Le problème de la résistance aux ATB a commencé à se poser presque en même temps que l’introduction de ces molécules en thérapeutique. Dès les années 1950, les premières mises en garde contre ce risque ont été lancées dans les publications scientifiques[23] . Il existait bien sûr des mécanismes naturels de résistance préexistant à cette introduction, mais des résistances sont apparues de novo, notamment vis-à-vis d’ATB entièrement synthétiques tels que les fluoroquinolones. Cette résistance est universelle et préoccupe de plus en plus médecins et grand public [24].
Paradoxe des ATB entre utilisation et utilité
Il peut s’énoncer par l’aphorisme : « Dès qu’on commence à les utiliser, ils perdent de leur activité», ou encore : « Plus on les utilise et moins ils sont utiles ». En effet, lorsque le niveau de résistance augmente, l’information suscite l’inquiétude des prescripteurs, qui élargissent le spectre des thérapeutiques empiriques et sélectionnent toujours davantage de résistances, globalement et pas uniquement chez le micro-organisme visé au départ. Par exemple, aux États-Unis, l’augmentation du pourcentage de SARM a entraîné une consommation accrue de vancomycine dans les hôpitaux et l’émergence de souches d’entérocoques résistantes à la vancomycine [25].
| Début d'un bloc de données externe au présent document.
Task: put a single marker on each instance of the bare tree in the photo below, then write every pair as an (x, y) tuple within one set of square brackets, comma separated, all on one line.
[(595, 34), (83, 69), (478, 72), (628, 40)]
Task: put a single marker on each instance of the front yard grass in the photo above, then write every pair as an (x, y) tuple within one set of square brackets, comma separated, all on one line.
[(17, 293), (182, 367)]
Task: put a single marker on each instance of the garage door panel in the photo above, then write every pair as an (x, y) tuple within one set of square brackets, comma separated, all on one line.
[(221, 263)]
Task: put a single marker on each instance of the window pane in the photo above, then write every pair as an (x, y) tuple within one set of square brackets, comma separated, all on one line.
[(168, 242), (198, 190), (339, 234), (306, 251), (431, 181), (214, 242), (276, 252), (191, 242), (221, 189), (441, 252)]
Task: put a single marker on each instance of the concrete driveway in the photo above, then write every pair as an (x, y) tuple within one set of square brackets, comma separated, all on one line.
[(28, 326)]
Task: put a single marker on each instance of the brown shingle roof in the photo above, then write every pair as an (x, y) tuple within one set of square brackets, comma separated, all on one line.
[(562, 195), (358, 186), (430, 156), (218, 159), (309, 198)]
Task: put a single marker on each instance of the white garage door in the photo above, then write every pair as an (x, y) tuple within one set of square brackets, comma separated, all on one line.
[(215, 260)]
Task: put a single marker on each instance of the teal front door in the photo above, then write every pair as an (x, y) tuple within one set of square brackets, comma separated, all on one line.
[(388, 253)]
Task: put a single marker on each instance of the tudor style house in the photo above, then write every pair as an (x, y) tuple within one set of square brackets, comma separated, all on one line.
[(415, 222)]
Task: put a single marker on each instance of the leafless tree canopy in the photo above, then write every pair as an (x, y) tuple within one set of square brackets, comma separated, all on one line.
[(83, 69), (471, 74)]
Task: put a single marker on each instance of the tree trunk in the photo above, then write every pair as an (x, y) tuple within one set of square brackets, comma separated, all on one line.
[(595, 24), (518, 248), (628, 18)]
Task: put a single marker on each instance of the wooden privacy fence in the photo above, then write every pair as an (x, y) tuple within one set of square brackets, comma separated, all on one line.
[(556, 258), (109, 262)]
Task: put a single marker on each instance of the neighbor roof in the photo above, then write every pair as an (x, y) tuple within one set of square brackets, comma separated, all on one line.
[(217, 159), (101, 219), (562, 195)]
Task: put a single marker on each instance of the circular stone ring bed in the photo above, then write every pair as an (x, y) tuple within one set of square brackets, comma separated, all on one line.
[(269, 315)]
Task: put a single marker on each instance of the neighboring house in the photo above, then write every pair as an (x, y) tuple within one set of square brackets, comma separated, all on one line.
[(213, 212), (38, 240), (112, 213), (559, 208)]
De la même manière dans un hôpital américain, le remplacement de l’utilisation de toutes les céphalosporines par l’imipénème a permis de contrôler une épidémie due à des Klebsiella multirésistantes mais au prix d’une augmentation de la résistance à l’imipénème chez P. aeruginosa [26].
La spirale de la résistance ci-dessous, empruntée à CARLET (Fig 1), est alimentée par la réponse de l’industrie pharmaceutique à l’inquiétude générale par le développement, la mise sur le marché et la promotion d’ATB nouveaux, toujours plus efficaces. Cependant, la rapidité de réaction de l’industrie pharmaceutique s’est fortement ralentie au cours de la dernière décennie [24] .
Preuves de la relation entre la résistance bactérienne et l’utilisation des ATB
Modèles biologiques de résistance bactérienne
Il a été possible de démontrer, dans un modèle animal, l’émergence, la sélection et la dissémination de souches d’Escherichia coli résistantes à la tétracycline chez des poulets recevant une alimentation supplémentée en oxytétracycline [27]. L’étude a de plus montré que les souches isolées chez les animaux étaient retrouvées chez les fermiers et dans leur famille. Il existe donc une dissémination démontrée de la souche résistante de l’animal à l’homme [28] . Ce qui est particulièrement démonstratif ici, c’est que la cause suspectée, à savoir l’utilisation d’ATB, précède l’effet étudié, c’est-à-dire la résistance .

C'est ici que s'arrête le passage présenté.